People Never Listen

A rather large round woman is sat across the way form me complaining how she struggles to loose weight.

Even though I am devoid of any emotion, my intellect is still intact. This is a dangerous thing… She is say pouring 3 packets of sugar in to her hot chocolate and eating a muffin. Is there any wonder she looks the way she does.

I bite my tongue as she continues to moan and bitch.

Eventually she notices me attire. I know what is coming, I am silently begging her not to speak to me, not to ask me the inevitable question I know she will ask.

“Excuse me.”

I smile and look up reluctantly.

“You look like you’re in to fitness. I struggle to loose weight, what can I do?”

My head spins with a thousand words. I could say so  much. I could give her the anecdotal advice she wants and appease her need to validate her current physical condition or I could scold her with the harsh truth and shatter her.

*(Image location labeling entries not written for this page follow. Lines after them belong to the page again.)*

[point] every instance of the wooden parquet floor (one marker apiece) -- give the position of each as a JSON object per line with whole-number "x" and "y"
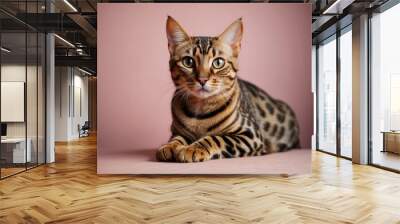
{"x": 70, "y": 191}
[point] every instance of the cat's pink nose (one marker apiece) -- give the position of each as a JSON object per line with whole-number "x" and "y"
{"x": 202, "y": 81}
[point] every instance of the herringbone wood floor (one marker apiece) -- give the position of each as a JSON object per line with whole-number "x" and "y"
{"x": 69, "y": 191}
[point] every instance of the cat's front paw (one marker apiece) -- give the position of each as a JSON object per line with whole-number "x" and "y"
{"x": 166, "y": 153}
{"x": 193, "y": 153}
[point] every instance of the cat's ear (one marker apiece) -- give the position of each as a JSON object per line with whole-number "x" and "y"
{"x": 233, "y": 34}
{"x": 175, "y": 33}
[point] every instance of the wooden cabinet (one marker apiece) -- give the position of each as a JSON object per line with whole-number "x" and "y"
{"x": 391, "y": 142}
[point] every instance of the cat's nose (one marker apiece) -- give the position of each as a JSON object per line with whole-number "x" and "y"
{"x": 202, "y": 81}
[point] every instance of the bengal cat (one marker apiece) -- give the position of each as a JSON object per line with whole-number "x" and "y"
{"x": 216, "y": 114}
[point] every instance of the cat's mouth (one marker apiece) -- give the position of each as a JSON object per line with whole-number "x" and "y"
{"x": 202, "y": 91}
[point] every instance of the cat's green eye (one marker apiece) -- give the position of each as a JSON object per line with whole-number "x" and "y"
{"x": 218, "y": 63}
{"x": 188, "y": 62}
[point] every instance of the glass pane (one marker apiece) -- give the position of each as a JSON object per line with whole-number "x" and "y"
{"x": 385, "y": 84}
{"x": 41, "y": 98}
{"x": 346, "y": 94}
{"x": 13, "y": 89}
{"x": 327, "y": 96}
{"x": 31, "y": 100}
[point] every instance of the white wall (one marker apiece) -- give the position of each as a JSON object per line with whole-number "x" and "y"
{"x": 70, "y": 83}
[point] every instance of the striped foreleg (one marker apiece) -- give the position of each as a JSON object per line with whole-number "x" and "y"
{"x": 168, "y": 151}
{"x": 224, "y": 146}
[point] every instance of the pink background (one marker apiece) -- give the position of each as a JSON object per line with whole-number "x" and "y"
{"x": 134, "y": 86}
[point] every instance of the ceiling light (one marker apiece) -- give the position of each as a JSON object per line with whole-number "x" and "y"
{"x": 5, "y": 50}
{"x": 338, "y": 6}
{"x": 70, "y": 5}
{"x": 84, "y": 71}
{"x": 64, "y": 40}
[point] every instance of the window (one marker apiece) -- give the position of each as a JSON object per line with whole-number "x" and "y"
{"x": 327, "y": 95}
{"x": 385, "y": 89}
{"x": 346, "y": 92}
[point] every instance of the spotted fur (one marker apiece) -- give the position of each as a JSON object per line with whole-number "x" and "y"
{"x": 216, "y": 114}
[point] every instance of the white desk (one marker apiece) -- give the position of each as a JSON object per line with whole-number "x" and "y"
{"x": 16, "y": 146}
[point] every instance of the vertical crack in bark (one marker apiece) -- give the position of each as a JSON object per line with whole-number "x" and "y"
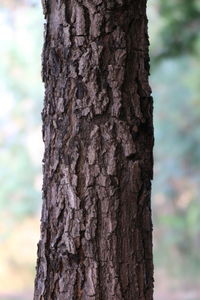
{"x": 98, "y": 134}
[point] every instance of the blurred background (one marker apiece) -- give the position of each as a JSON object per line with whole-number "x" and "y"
{"x": 174, "y": 29}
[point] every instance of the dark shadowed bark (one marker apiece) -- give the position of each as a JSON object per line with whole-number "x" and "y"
{"x": 96, "y": 229}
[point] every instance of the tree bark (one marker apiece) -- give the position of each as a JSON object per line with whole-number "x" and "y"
{"x": 96, "y": 229}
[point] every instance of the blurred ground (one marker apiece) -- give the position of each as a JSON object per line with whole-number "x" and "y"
{"x": 175, "y": 83}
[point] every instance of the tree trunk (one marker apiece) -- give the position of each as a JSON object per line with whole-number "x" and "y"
{"x": 96, "y": 229}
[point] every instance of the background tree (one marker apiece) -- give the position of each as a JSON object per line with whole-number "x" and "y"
{"x": 97, "y": 126}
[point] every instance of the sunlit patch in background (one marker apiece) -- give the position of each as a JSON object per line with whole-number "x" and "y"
{"x": 176, "y": 194}
{"x": 21, "y": 91}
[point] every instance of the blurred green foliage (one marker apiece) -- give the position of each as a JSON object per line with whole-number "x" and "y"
{"x": 21, "y": 88}
{"x": 175, "y": 51}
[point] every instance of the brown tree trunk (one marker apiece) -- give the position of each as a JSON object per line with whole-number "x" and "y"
{"x": 96, "y": 229}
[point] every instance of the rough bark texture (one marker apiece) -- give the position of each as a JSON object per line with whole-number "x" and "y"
{"x": 96, "y": 229}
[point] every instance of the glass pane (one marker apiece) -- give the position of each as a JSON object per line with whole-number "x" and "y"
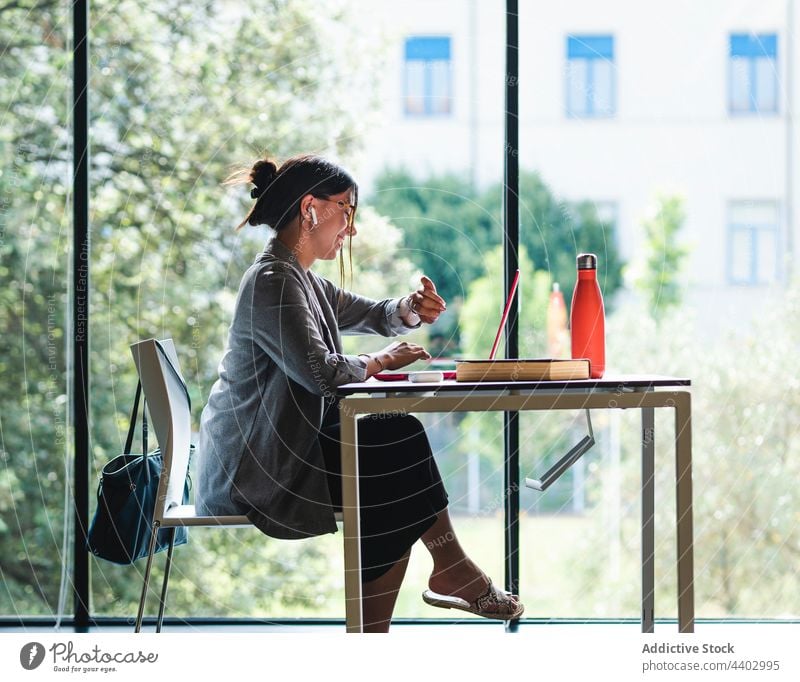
{"x": 741, "y": 87}
{"x": 767, "y": 91}
{"x": 767, "y": 252}
{"x": 742, "y": 255}
{"x": 602, "y": 87}
{"x": 578, "y": 94}
{"x": 754, "y": 214}
{"x": 676, "y": 170}
{"x": 415, "y": 87}
{"x": 440, "y": 87}
{"x": 35, "y": 250}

Keeping a logical mind I simple smile and say “Move a little more and eat a little less refined food.” then I ace my headphones in and return to my work.

Seemingly dissatisfied with  my answer she beckons my attention again.

“I don’t eat that much and I’m on my feet all day, do you think I have a thyroid problem?”

I have no patience for these silly games. I decide to tell her the truth.

“You’re sat eating a muffin and drinking a hot chocolate with 3 packets of sugar in it and you wonder why you’re not losing weight?”

Her face drops…

“I could tell you what you want to hear, I can even tell you what you need to hear but none of it will matter because you won’t change a thing about your life. The simple answer to your problem is to find out what is really important to you. How you look or how you feel. Personally I don’t care if a person is skinny, fat, muscular or whatever. If they are happy and I mean truly happy within themselves then they won’t care either. Perhaps instead of look for answers externally you should first look internally, then you might understand.”

It’s safe to say she didn’t ask for my opinion again.

I feel so frustrated by this world. People need everyone else to fix their problems, or seek answers for questions they don’t understand. If only we would look in to ourselves first then half of our problems would disappear.

The rest of today shall be spent in isolation, no one else needs to feel the cut of my sharp tongue.